# Data Wrangling
Following notebook loops through a folder and reformats the Streeteasy data in a form usable by Python's Dash library.

## Melting Original Data
Original data has time series data where several columns contain the month that a specific value was captured. I need to convert the table in a dataframe where each observation has its own row. The melt function in Pandas automates this process 

In [2]:
import os
import pandas as pd

# Define directory with raw data and output directory for melted data
directory = r"C:\Users\Vaclav Barina\Documents\3. Study\2. Data Science\1. Fun Projects\2023_Streeteasy Housing Data\Cleaned Data\Unmelted"
output_directory = r"C:\Users\Vaclav Barina\Documents\3. Study\2. Data Science\1. Fun Projects\2023_Streeteasy Housing Data\Cleaned Data\Melted"

# Loop over each file in the directory
for filename in os.listdir(directory):
    if filename.endswith(".csv"):
        df = pd.read_csv(os.path.join(directory, filename)) # Load file
        
        # Melt the DataFrame to convert the monthly columns into rows
        melted = pd.melt(df, id_vars=['areaName', 'Borough', 'areaType'], var_name='date', value_name='value')
        
        # Rename the 'value' column to the name of the current file
        file_name_without_extension = os.path.splitext(filename)[0]
        melted = melted.rename(columns={'value': file_name_without_extension})
        
        # Export the melted DataFrame to a CSV file in the output directory
        output_filename = os.path.splitext(filename)[0] + "_melted.csv"
        output_filepath = os.path.join(output_directory, output_filename)
        melted.to_csv(output_filepath, index=False)

## Combining Files

After melting all the data, I need to combine the melted dataframes into one giant dataframe to create the dashboard. The code below creates a new dataframe that can then be fed to the dashboard for visualization

In [8]:
import os
import pandas as pd

# Define the directory where your files are located
directory = r"C:\Users\Vaclav Barina\Documents\3. Study\2. Data Science\1. Fun Projects\2023_Streeteasy Housing Data\Cleaned Data\Melted"

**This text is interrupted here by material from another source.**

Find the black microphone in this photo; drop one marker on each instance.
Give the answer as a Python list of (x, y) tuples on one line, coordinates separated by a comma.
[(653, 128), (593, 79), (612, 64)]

# Create an empty DataFrame to store the merged data
merged_df = pd.DataFrame()

# Loop over each file in the directory
for filename in os.listdir(directory):
    if filename.endswith(".csv"):
        # Load the CSV file into a DataFrame
        df = pd.read_csv(os.path.join(directory, filename))
        
        # Rename the monthly column to the name of the current file
        file_name_without_extension = os.path.splitext(filename)[0]
        df = df.rename(columns={'value': file_name_without_extension})
        
        # Merge the DataFrame into the merged data
        if merged_df.empty:
            merged_df = df
        else:
            merged_df = pd.merge(merged_df, df, on=['areaName', 'Borough', 'areaType', 'date'])
        
# Save the merged data to a CSV file in a different directory
merged_directory = r"C:\Users\Vaclav Barina\Documents\3. Study\2. Data Science\1. Fun Projects\2023_Streeteasy Housing Data\Cleaned Data\Melted\Melted Master"
if not os.path.exists(merged_directory):
    os.makedirs(merged_directory)
merged_file = os.path.join(merged_directory, "merged_data.csv")
merged_df.to_csv(merged_file, index=False)